› ›

如何编写脚本

如何编写脚本编辑

在 Elasticsearch API 支持脚本的任何地方，语法都遵循相同的模式；您指定脚本的语言，提供脚本逻辑（或源代码），并添加传递到脚本中的参数。

  "script": {
    "lang":   "...",
    "source" | "id": "...",
    "params": { ... }
  }

lang: 指定脚本编写的语言。默认值为 painless。
source, id: 脚本本身，您可以将其指定为内联脚本的 source 或存储脚本的 id。使用存储脚本 API 创建和管理存储脚本。
params: 指定作为变量传递到脚本中的任何命名参数。使用参数而不是硬编码值来减少编译时间。

编写您的第一个脚本编辑

Painless 是 Elasticsearch 的默认脚本语言。它安全、高效，并为任何具有一定编码经验的人提供了一种自然的语法。

Painless 脚本的结构为一个或多个语句，并且可以选择在开头包含一个或多个用户定义的函数。脚本必须始终至少包含一个语句。

Painless 执行 API 提供了使用简单的用户定义参数测试脚本并接收结果的能力。让我们从一个完整的脚本开始，并回顾其组成部分。

首先，索引一个具有单个字段的文档，以便我们有一些数据可以使用

response = client.index(
  index: 'my-index-000001',
  id: 1,
  body: {
    my_field: 5
  }
)
puts response

PUT my-index-000001/_doc/1
{
  "my_field": 5
}

然后，我们可以构建一个对该字段进行操作的脚本，并在查询的一部分中运行评估该脚本。以下查询使用搜索 API 的 script_fields 参数来检索脚本评估结果。这里发生了很多事情，但我们将分解其组件以分别理解它们。
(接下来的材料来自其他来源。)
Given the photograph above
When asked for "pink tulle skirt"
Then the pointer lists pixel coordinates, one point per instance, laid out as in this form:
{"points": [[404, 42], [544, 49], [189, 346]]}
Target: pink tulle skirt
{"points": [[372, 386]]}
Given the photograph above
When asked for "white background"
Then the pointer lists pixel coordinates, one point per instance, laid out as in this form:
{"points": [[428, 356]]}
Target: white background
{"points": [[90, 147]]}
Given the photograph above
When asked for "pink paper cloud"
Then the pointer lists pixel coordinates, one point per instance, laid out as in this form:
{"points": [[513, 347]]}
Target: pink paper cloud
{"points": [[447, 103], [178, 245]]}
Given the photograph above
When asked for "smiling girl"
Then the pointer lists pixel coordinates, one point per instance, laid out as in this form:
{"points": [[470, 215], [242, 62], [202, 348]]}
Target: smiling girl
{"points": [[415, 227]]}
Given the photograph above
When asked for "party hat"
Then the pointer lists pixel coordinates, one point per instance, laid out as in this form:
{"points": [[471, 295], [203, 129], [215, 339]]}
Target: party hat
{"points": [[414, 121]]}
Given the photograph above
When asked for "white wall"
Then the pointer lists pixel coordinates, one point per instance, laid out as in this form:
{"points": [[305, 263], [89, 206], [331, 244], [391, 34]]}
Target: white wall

现在，您只需要了解此脚本接受 my_field 并对其进行操作。

response = client.search(
  index: 'my-index-000001',
  body: {
    script_fields: {
      my_doubled_field: {
        script: {
          source: "doc['my_field'].value * params['multiplier']",
          params: {
            multiplier: 2
          }
        }
      }
    }
  }
)
puts response

GET my-index-000001/_search
{
  "script_fields": {
    "my_doubled_field": {
      "script": { 
        "source": "doc['my_field'].value * params['multiplier']", 
        "params": {
          "multiplier": 2
        }
      }
    }
  }
}

	`script` 对象
	`script` 源代码

该 script 是一个标准的 JSON 对象，它在 Elasticsearch 中大多数 API 下定义脚本。此对象需要 source 来定义脚本本身。该脚本没有指定语言，因此它默认为 Painless。

在脚本中使用参数编辑

Elasticsearch 第一次看到一个新脚本时，它会编译该脚本并将编译后的版本存储在缓存中。编译可能是一个繁重的过程。与其在脚本中硬编码值，不如将它们作为命名 params 传递。

例如，在前面的脚本中，我们可以简单地硬编码值并编写一个看似不太复杂的脚本。我们可以简单地检索 my_field 的第一个值，然后将其乘以 2

"source": "return doc['my_field'].value * 2"

虽然它有效，但此解决方案非常不灵活。我们必须修改脚本源代码以更改乘数，并且 Elasticsearch 必须在每次乘数更改时重新编译脚本。

与其硬编码值，不如使用命名 params 来使脚本灵活，并减少脚本运行时的编译时间。现在，您可以更改 multiplier 参数，而无需 Elasticsearch 重新编译脚本。

"source": "doc['my_field'].value * params['multiplier']",
"params": {
  "multiplier": 2
}

默认情况下，您最多可以每 5 分钟编译 150 个脚本。对于摄取上下文，默认脚本编译速率不受限制。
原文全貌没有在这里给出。